Saturday, August 09, 2008

A Fallen Hero

Like many others, I know Solzhenitsyn through his many works exposing the totalitarian regime of the Soviet Union for what it was. Since his death a few days ago, the paeans have been many both in the mainstream media and the blogosphere. But The New York Sun had a column on the 8th that paints a somewhat different picture.

For Solzhenitsyn, a survivor of the gulag system enforced by the KGB, the desire to see Russia as a great nation, its eternal spirit superior to the West's vulgar materialism, found him in old age supporting an ex-KGB man, Mr. Putin, who once said that there is no such thing as an ex-KGB man and who sees the Soviet Union's collapse as the greatest geopolitical catastrophe of modern times. Despite this, Solzhenitsyn seemed to accept Mr. Putin as a "good dictator," whose silencing of his critics enhances Russia's soul.

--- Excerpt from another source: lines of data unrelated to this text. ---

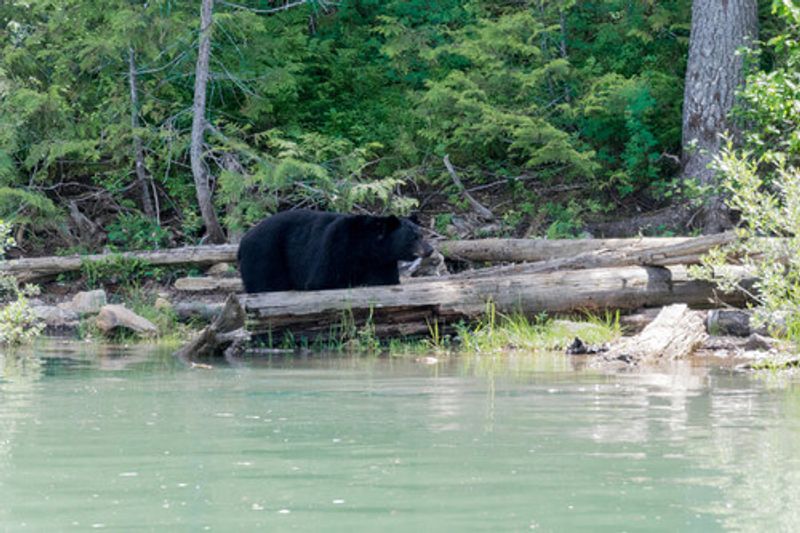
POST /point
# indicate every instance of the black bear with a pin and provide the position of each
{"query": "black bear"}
(312, 250)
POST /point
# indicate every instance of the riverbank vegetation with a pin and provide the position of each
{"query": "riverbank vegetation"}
(145, 126)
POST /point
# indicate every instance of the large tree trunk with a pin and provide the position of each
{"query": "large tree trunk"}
(138, 150)
(713, 73)
(199, 168)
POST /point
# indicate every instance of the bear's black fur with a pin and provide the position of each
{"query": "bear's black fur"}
(312, 250)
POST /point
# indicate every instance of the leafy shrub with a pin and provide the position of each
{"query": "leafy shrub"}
(762, 179)
(18, 322)
(134, 231)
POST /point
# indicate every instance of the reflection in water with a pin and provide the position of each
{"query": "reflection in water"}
(96, 438)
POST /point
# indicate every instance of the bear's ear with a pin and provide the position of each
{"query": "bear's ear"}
(392, 223)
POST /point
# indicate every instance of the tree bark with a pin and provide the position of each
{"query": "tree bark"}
(713, 73)
(199, 168)
(543, 255)
(414, 308)
(138, 150)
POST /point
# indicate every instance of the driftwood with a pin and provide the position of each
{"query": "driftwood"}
(675, 333)
(577, 253)
(30, 269)
(587, 253)
(414, 308)
(223, 337)
(680, 251)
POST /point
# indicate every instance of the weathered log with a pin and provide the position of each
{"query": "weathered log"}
(649, 251)
(221, 338)
(29, 269)
(209, 284)
(415, 308)
(206, 311)
(675, 333)
(586, 253)
(521, 250)
(412, 308)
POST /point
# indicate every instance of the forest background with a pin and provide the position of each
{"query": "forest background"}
(555, 115)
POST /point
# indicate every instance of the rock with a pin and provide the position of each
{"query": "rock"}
(578, 347)
(635, 322)
(675, 333)
(221, 270)
(758, 342)
(86, 302)
(118, 316)
(728, 322)
(569, 328)
(56, 317)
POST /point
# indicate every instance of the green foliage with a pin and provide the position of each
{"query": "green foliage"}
(19, 323)
(351, 107)
(134, 231)
(762, 178)
(499, 333)
(127, 273)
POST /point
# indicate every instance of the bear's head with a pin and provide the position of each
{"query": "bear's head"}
(399, 239)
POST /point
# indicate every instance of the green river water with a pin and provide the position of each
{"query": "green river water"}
(128, 439)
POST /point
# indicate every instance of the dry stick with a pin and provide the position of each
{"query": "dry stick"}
(579, 253)
(410, 309)
(482, 211)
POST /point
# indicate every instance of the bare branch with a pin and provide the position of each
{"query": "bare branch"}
(482, 211)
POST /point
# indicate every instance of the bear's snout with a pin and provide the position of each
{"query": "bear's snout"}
(424, 249)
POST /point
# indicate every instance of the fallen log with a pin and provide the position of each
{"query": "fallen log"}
(529, 250)
(415, 308)
(223, 337)
(208, 284)
(682, 252)
(649, 251)
(621, 252)
(33, 268)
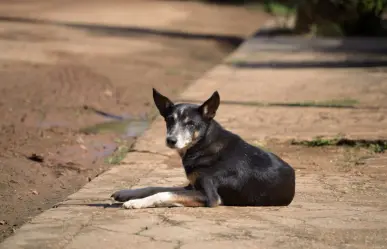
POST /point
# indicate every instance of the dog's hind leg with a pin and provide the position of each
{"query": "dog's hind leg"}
(186, 198)
(129, 194)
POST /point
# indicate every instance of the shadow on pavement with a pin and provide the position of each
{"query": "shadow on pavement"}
(232, 41)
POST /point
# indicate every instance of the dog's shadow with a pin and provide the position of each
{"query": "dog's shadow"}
(98, 205)
(105, 205)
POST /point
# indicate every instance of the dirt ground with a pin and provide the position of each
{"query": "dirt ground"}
(53, 76)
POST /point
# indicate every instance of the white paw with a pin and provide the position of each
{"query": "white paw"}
(134, 204)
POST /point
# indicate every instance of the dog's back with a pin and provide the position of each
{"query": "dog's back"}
(244, 175)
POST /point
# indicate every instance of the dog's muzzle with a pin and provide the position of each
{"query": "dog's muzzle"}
(171, 142)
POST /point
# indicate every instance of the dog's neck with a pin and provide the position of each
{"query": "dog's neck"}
(207, 149)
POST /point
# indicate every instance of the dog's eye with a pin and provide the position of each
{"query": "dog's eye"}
(189, 123)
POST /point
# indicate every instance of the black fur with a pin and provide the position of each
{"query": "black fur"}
(225, 165)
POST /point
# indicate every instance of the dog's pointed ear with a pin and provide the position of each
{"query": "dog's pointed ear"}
(163, 104)
(208, 109)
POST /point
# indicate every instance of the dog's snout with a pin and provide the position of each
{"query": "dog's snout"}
(171, 141)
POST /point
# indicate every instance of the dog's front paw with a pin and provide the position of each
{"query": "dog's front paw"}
(124, 195)
(134, 204)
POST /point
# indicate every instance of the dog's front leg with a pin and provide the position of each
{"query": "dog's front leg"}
(129, 194)
(186, 198)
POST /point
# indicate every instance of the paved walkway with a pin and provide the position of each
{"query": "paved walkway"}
(333, 208)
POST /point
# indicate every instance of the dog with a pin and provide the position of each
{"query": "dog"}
(222, 169)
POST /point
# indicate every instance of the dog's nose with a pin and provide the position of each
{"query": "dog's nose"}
(171, 141)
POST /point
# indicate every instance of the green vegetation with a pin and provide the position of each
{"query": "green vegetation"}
(377, 146)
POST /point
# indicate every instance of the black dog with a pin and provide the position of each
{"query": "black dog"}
(221, 167)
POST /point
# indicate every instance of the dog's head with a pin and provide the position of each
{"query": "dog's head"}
(186, 123)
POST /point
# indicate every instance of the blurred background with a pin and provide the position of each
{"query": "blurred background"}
(76, 77)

The author, Nina Khrushcheva, goes on to describe Solzhenitsyn's later works in his old age as "backward, preachy, conservative, unenlightened, at times even anti-Semitic..." She concludes with the following which quite adequately sums up a legacy:

The tragedy of Solzhenitsyn is that, although he played a mighty role in liberating Russia from totalitarianism, he had nothing to say to ordinary Russians after their liberation, except to chastise them. Yet perhaps one day we Russians will escape our false dreams, and when that day comes, the heroic Solzhenitsyn, the Solzhenitsyn who could never surrender or be corrupted, will be restored to us. But it is now that we need that Solzhenitsyn most. For to paraphrase Milton's "Paradise Lost" on the illumination of Hell, "Solzhenitsyn's is no light, but rather darkness visible."